Es gibt ja keine Ästheten mehr in dieser Stadt. Die sind alle schon ausgestorben. So wie der neue Tausender ausschaut, weiß man gleich, was los ist mit uns: denn die rapide Talfahrt des Geldwertes geht Hand in Hand mit dem totalen Niedergang der ästhetischen Form.

WILLIBALD KRAVISTER, Vorsitzender der Druckerei für Wertpapiere und Mitglied des Direktoriums der Österreichischen Nationalbank:

Mit dem Schrödinger-Tausender liegen wir sowohl sicherheitstechnisch als auch ästhetisch im Weltspitzenfeld. Unsere langjährigen Investitionen, etwa in eine computergesteuerte Guillochendruckmaschine, haben sich gelohnt. Bei einem Geldschein ist die Absicherung gegen etwaige Fälschungen vorrangig. Eine dieser Absicherungsmaßnahmen ist das Durchsichtsornament rechts vom Schrödinger-Porträt.
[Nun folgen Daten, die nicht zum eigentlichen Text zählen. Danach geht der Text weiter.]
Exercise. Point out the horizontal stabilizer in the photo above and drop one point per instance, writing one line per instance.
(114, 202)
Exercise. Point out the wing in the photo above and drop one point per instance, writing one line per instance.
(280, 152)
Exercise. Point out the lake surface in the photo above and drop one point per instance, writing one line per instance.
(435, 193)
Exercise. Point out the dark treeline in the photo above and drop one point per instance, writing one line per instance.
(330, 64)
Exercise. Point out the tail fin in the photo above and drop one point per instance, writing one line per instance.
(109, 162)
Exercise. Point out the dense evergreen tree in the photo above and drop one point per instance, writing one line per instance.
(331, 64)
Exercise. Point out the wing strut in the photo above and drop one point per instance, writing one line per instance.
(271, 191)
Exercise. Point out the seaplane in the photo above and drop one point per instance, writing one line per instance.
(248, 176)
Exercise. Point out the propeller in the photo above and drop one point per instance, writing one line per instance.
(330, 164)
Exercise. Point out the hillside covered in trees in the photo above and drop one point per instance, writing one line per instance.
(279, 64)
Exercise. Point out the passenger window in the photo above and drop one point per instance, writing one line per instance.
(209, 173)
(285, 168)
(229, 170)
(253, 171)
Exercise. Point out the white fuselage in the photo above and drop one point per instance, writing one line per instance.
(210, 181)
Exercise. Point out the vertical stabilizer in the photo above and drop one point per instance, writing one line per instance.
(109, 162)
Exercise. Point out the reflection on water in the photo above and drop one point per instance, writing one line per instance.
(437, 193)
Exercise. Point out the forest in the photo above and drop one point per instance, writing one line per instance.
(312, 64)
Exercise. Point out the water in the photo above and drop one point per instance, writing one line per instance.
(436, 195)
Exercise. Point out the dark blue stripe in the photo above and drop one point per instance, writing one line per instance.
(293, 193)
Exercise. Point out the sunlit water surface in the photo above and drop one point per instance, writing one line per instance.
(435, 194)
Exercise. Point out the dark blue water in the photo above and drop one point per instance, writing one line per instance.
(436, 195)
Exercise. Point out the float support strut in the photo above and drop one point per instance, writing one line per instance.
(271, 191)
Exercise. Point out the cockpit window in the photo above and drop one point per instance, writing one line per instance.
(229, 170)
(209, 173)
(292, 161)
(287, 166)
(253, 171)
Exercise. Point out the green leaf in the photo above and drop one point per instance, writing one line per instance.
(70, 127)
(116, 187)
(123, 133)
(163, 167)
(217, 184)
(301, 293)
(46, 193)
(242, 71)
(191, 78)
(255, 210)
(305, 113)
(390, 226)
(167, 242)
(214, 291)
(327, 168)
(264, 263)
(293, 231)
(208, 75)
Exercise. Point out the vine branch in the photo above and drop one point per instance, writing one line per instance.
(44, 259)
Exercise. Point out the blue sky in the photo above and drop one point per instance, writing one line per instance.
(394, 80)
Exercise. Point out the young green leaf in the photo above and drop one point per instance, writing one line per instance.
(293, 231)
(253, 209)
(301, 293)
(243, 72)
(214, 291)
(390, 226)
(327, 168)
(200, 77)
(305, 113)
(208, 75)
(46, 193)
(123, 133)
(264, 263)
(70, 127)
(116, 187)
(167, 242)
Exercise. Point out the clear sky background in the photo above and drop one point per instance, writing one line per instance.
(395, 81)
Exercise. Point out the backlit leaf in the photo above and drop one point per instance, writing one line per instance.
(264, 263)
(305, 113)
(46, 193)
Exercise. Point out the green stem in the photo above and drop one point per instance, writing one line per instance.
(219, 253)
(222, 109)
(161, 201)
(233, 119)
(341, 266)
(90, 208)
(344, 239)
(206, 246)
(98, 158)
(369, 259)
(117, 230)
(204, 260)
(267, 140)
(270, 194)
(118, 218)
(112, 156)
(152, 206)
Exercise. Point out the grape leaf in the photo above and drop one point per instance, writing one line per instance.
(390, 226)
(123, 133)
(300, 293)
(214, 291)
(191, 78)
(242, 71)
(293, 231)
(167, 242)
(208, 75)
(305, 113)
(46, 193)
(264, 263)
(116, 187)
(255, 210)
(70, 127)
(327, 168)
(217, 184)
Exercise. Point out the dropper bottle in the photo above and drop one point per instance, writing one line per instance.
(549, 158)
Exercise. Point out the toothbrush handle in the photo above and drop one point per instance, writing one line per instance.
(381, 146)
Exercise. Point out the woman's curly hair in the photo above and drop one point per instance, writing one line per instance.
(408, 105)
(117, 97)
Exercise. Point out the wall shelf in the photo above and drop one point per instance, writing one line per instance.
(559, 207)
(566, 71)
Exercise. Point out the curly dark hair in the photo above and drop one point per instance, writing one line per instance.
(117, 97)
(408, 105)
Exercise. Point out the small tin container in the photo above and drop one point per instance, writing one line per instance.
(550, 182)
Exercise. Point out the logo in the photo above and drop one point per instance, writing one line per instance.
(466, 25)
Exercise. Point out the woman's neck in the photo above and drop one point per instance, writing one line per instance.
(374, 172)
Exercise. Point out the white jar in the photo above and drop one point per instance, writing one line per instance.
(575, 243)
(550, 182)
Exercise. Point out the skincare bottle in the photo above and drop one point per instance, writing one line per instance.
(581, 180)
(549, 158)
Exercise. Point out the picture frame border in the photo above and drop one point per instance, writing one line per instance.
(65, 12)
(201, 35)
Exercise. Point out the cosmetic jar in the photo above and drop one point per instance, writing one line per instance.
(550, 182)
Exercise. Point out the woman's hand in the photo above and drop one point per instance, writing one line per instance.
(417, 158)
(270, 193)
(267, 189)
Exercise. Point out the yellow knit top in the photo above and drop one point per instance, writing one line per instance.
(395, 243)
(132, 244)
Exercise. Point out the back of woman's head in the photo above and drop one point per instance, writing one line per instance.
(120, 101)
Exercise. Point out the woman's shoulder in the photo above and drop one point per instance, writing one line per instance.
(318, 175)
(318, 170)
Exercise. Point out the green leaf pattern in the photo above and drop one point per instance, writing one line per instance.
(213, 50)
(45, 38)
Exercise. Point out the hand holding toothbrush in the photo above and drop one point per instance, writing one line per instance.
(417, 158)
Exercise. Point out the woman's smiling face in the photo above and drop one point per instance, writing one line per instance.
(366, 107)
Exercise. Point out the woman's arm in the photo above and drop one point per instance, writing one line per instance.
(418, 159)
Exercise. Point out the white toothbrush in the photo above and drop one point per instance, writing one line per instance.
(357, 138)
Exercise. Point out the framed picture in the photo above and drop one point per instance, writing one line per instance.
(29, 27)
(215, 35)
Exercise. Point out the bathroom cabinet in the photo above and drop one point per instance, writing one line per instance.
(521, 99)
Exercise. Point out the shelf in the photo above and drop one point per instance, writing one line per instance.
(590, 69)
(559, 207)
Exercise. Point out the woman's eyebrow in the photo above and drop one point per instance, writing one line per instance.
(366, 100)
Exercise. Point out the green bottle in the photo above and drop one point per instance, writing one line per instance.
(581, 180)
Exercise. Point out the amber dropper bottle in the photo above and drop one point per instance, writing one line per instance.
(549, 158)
Eine andere ist der sogenannte „Kippeffekt“: bei unterschiedlichen Betrachtungswinkeln ändern sich die Tonwerte des im Tiefdruck hergestellten Bildteils – rechts vom Kopf, an den fünf senkrecht verlaufenden Linien ist das besonders deutlich. Sichtbar. Fälschern wird dieser Tausender sicher keine Freude machen. Parallel zu seiner Ausgabe wird eine große Informationskampagne mit Postern, Vorträgen und Ausstellungen in Banken und Postämtern laufen, mit dem Ziel, die Bevölkerung über die in den Tausender eingearbeiteten Sicherheitsmerkmale zu informieren. Die Österreicher müssen ihren Tausender genau kennen. Warum wir den Schrödinger ausgewählt haben? Bis vor kurzem hat ihn ja fast keiner hier gekannt – aber auch unsere ausländischen Gäste sollen sehen, dass wir große Naturwissenschaftler haben. Und nicht nur ein Volk der Hoteliers, Zitherspieler und Skilehrer sind. In diesem Sinne ist der neue Tausender die ideale Kombination von Sicherheit, präziser technischer Ausführung und ansprechender, ästhetischer Gestaltung. Wir sind stolz auf ihn.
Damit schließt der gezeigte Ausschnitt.